Should I Get Out of my Franchise Agreement? 

We see many franchisees who simply want to de-badge or de-brand and operate a similar business from the same site or in the same territory as their franchise business.

If you are thinking about operating a similar business from the site or territory of your franchise business, in addition to seeking legal advice about whether you can get out of your franchise agreement, you should also seek accounting or financial advice.

While financial reports may on their face look healthier without royalties or advertising fees, that is only part of the story. It does not take into account the benefits (in particular revenue) received from the franchisor's branding and marketing.

You need to consider whether the business' revenue will substantially decrease if the business is not operated under the franchisor's brand. This includes a consideration about brand value and additionally a consideration about the value of any marketing  (including local marketing) undertaken by the franchisor.

If the revenue earned by the business is derived from the franchisor's brand and the products or services offered by the brand, then financial modelling should be prepared to consider whether the business is viable without the franchisor's offering.

Another financial consideration is the cost of goods or services. Is the franchisor passing on the benefit of larger buying power? Can you purchase the goods and services required to operate the business at a lower price than what you are paying as a franchisee? Benefits are not always passed on directly. For example some franchisors will pay rebates into the marketing fund. 

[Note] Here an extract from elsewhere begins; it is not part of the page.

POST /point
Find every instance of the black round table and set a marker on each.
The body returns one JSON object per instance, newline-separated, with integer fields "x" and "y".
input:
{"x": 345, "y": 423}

Remember that even if you can get out of your franchise agreement and operate a competing business, you may not be able to offer exactly the same products or services and you may not be able to use the customer information that you obtained while operating the business as a franchise.

Another consideration is the value of the franchisor's support. This can range from the value of the business systems and processes developed by the franchisor, to the value of IT platforms used by the franchisor, to the value of one on one personal support provided by the franchisor. 

 

Can I Operate in Competition with the Franchisor?

 

A franchise agreement will usually contain a restraint of trade clause to stop you from competing with the franchisor after the franchise agreement has ended.

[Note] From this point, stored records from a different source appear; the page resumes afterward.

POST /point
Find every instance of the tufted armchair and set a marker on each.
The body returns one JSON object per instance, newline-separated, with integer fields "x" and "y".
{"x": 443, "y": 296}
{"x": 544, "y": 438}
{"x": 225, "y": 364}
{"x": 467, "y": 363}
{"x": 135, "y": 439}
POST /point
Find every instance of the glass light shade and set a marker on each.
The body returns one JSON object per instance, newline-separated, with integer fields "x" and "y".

However, except for franchise agreements where New South Wales law is applicable, a restraint of trade clause cannot be enforced unless it is reasonable.

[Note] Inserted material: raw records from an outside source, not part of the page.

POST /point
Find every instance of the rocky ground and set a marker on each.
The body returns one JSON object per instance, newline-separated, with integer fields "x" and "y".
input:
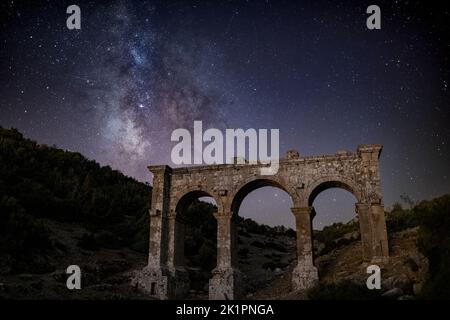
{"x": 265, "y": 261}
{"x": 402, "y": 277}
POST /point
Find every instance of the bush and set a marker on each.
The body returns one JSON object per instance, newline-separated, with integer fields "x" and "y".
{"x": 434, "y": 242}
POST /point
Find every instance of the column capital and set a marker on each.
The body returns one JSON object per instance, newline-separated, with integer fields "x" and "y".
{"x": 222, "y": 215}
{"x": 302, "y": 210}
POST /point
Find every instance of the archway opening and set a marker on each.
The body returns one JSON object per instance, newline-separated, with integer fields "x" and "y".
{"x": 197, "y": 240}
{"x": 266, "y": 243}
{"x": 336, "y": 231}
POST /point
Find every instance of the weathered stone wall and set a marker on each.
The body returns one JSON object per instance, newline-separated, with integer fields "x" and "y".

"Reasonable" in relation to restraint clauses means that the restraint provides no more than adequate protection to the person who is trying to enforce the restraint (in this case the franchisor).

Often, franchise agreements contain fairly standard restraint clauses which may not take into account the particular circumstances of the business. This may lead to the restraint clause being unreasonable and unenforceable.

In addition to a restraint clause, franchise agreements will contain clauses that protect the franchisor's intellectual property. Some intellectual property clauses are quite basic and others are quite detailed, protecting customer data and supplier information.

If you are wanting to establish a similar business to that operated under the franchise network (or if you are wanting to simply de-badge and continue operating your business) you will need to consider the impact of any intellectual property clauses in addition to restraint of trade clauses.

 

Takeaways

  • Check the expiry date of your franchise agreement (and your lease if applicable).
  • Even if you "can" get out of your franchise agreement consider whether you "should" get out of your franchise agreement.
  • If you want to "de-badge" or operate a competing business have a franchise lawyer look at the provisions of the franchise agreement in particular the restraint of trade provisions.
  • Get financial advice as well as legal advice.

 

 

Disclaimer

The information in this article is general in nature and is not intended to address the circumstances of any person or other entity. Although we do our best to provide timely and accurate information, we do not guarantee that the information in this article is accurate or that it will continue to be accurate in the future.